Less a traditional science-fiction tale and more a hyper-realized exercise in exploring the outer reaches of gaslighting, Ultrasound, indie producer-turned-director Rob Schroeder’s feature debut, is a genuinely tense and freaky work that starts out making sense. Good luck holding on once questions about reality and mind experiments are introduced into the mix. “Mad Men’s” Vincent Kartheiser stars as Glen, who begins the film driving home in the rain when his tires apparently are deliberately destroyed. Stumbling through the rain, he soon finds a house where a middle-aged Arthur (Bob Stepheson) lives with his younger wife, Cyndi (Chelsea Lopez). The three begin drinking, and before too long, Arthur is offering Glen the chance to sleep with his wife, presumably filling in where he can no longer can.

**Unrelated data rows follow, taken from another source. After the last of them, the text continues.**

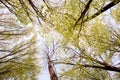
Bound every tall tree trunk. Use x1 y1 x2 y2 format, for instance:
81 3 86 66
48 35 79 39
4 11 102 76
47 56 58 80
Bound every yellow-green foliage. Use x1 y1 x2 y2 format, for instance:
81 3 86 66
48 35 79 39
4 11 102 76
111 4 120 22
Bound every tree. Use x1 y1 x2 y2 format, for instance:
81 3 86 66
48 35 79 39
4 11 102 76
0 5 40 80
0 0 120 80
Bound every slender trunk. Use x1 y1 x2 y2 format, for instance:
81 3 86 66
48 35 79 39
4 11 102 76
48 56 58 80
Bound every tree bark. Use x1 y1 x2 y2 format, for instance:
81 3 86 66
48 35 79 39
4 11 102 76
48 56 58 80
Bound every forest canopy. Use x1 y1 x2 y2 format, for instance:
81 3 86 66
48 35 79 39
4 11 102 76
0 0 120 80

In a seemingly unrelated storyline, Katie (Rainey Qualley) has moved to a new town to be closer to the married man she’s having an affair with, who just happens to be Senator Alex Harris (Chris Gartin), who is running for re-election and is none too happy to have her so close. Still another storyline introduces us to Dr. Conners (Tunde Adebimpe) and his research partner Shannon (Breeda Wool); she is beginning to have serious questions about the human trials being conducted, in which suggestions are planted in the minds of their subjects, which at first seem to help them but have transitioned into something more sinister.
Adapting his own graphic novel, screenwriter Conor Stechschulte slowly begins to connect these three stories and soon makes us realize that nothing any of the characters have experienced can be trusted or believed. Months after their fateful night, Arthur shows up at Glen’s house saying that Cyndi is pregnant, but when we see her later, her belly comes and goes in a flash, leaving us and poor Glen unsure what to believe. With Ultrasound, director Schroeder is great at building suspense, doubt, and abject fear as the truth is slowly revealed. What he’s not so great at doing is connecting the disjointed pieces of this puzzle-box movie into something that makes complete sense (I would have accepted partial sense at certain points), making the film somewhat frustrating as a mystery of the mind.
What I am sure of is that by the end of the film, Glen, Cyndi and Shannon are together and attempting to hash out the truth of what they have been through—and perhaps are still in the midst of; I’m still not 100 percent clear on that. The entire exercise does nicely evoke the spirit of 1970s paranoid thrillers, which sometimes dealt with mind control and some shady, secret branch of the government. These devices are in it, in all of their faded glory, and the end result mostly works, despite being a little fuzzy in places—a lot like memory, I suppose. The one thing the film did make me excited for was seeing what Schroeder does next.
The film will screen at the Gene Siskel Film Center on Friday and Saturday, March 11-12, at 8:30pm both nights, with writer Conor Stechschulte for in-person Q&As.